Abby Joseph Cohen Is Worried About the Bond Market
Goldman strategist notes rise of short-term rates and projects a 3.6% 10-year Treasury.
Abby Joseph Cohen predicted the 1990s tech stock boom. Now she is forecasting a bond bust that will hurt investors.
The 35-year bond bull market may well be coming to a close, a jeremiad she shares with numerous other market analysts. Interest rates are on the rise, in part due to the Federal Reserve’s tightening on the short-term side. The threat of an inverted yield curve, which protects a recession, is growing.
“I’m more concerned about fixed income than equities,” the senior investment strategist for Goldman Sachs told Bloomberg Television. “There’s already been a notable rise in interest rates at the intermediate and long end.
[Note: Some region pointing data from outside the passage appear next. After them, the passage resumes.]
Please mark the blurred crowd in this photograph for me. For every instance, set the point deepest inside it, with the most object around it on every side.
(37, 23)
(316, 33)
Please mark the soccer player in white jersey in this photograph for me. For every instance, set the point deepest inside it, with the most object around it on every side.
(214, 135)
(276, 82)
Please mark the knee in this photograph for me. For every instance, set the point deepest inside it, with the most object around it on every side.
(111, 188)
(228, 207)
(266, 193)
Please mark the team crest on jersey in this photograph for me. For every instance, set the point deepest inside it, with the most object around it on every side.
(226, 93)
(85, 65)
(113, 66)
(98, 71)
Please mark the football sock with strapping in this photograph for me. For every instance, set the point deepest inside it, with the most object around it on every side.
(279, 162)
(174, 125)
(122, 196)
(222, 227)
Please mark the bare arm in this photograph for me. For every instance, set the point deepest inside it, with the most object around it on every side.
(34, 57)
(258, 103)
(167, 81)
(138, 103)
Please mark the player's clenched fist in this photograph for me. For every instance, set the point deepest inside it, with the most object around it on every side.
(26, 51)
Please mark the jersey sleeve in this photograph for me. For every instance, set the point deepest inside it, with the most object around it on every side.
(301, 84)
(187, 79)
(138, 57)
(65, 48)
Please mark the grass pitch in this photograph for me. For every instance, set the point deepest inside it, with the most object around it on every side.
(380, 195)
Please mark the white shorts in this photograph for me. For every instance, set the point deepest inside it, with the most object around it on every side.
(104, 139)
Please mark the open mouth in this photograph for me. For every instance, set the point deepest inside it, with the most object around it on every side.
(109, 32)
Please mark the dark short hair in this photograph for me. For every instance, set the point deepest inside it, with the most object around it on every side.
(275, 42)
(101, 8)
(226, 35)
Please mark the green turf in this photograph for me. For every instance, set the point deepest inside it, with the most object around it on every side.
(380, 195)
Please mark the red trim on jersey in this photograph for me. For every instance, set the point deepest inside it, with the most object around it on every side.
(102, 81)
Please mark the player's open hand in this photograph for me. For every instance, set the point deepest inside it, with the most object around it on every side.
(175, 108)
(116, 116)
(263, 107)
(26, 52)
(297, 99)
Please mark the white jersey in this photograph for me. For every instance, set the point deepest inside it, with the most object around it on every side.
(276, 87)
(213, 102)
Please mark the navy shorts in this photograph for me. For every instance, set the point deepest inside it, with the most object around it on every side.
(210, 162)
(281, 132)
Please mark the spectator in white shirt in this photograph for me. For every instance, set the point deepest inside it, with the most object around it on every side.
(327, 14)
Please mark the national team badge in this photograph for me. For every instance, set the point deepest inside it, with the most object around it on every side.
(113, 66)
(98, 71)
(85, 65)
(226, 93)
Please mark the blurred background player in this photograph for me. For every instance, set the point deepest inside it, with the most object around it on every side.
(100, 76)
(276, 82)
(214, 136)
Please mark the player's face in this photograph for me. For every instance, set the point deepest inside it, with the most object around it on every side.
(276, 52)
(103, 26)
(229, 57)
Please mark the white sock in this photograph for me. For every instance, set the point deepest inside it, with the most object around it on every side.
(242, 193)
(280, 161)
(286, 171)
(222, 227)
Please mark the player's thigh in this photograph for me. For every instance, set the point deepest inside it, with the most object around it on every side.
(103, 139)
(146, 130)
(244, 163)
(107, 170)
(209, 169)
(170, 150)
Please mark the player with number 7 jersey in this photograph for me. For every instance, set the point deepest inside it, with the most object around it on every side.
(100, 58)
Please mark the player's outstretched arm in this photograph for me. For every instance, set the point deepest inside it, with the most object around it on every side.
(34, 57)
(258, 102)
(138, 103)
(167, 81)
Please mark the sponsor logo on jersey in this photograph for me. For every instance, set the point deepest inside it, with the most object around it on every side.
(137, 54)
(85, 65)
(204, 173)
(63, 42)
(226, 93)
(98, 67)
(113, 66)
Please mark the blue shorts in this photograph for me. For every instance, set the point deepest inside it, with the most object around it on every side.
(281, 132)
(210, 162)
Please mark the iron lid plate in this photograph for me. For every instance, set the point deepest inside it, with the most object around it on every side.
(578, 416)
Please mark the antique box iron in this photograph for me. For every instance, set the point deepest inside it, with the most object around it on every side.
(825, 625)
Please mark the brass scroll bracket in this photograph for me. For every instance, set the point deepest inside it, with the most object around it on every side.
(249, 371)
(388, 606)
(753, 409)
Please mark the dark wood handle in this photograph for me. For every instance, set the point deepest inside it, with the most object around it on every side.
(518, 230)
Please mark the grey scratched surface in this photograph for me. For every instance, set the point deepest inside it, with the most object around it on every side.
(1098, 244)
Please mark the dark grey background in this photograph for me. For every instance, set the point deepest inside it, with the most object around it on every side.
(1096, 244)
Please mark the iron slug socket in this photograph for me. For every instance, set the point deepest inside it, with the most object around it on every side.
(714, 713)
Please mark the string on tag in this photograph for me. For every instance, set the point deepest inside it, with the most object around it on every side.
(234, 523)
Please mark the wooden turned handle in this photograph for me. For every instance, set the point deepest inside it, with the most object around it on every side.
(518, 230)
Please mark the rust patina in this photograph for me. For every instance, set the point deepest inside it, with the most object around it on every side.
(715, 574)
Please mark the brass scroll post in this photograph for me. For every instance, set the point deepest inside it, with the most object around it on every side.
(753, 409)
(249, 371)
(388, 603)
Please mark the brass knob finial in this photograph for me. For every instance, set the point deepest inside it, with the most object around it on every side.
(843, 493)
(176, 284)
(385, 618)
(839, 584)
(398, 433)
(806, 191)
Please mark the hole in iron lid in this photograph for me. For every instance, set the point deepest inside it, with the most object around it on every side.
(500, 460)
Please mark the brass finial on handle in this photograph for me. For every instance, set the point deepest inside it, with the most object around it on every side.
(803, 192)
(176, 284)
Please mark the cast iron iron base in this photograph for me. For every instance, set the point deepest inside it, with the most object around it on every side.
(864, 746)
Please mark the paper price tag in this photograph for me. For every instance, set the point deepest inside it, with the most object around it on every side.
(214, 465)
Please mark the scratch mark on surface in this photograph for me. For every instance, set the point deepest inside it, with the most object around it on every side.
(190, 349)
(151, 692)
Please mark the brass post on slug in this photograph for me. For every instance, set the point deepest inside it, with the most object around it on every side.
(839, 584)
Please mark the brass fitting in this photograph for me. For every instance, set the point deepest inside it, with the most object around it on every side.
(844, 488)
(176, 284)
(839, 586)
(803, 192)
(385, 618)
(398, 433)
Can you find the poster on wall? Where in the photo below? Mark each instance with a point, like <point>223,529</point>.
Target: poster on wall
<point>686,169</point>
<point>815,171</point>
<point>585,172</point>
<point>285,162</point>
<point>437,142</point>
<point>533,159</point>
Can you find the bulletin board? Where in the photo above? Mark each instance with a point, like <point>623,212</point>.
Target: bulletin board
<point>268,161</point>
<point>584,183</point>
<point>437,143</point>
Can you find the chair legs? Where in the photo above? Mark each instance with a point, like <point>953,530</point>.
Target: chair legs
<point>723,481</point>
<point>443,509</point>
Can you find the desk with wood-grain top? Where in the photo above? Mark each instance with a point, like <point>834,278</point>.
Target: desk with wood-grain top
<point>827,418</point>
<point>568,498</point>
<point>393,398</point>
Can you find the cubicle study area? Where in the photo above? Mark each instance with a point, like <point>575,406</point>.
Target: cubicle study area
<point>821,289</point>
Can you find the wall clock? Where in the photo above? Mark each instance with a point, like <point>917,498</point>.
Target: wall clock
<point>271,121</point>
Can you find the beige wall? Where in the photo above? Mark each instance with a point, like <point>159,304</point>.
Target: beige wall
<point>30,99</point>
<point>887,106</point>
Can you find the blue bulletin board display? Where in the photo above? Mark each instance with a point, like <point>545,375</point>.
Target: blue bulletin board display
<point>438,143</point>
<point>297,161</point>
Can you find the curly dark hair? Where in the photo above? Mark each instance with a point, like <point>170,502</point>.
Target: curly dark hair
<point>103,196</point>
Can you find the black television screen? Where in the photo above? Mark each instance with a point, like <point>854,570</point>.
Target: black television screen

I think it will be increasingly difficult for fixed-income investors to do well.”
She said she expects the benchmark 10-year Treasury, now yielding around 2.95%, to rise to 3.9% by the end of 2019. The last time the 10-year was that high was 2011. That year, Standard & Poor’s downgraded the US because of a budget standoff between Congress, just taken over by the GOP, and Democratic President Barack Obama.
Cohen cited the prospect of a trade war as a danger to the stock market, whose valuation she called “OK but not great.” The S&P 500’s price/earnings ratio is slightly over 17, about two percentage points higher than the historical average.
“Over the last year or two or three, the significant demand in U.S. equities has come from the countries where the president is now talking about slapping significant tariffs,” she said. “That can’t make those investors particularly friendly toward the United States.”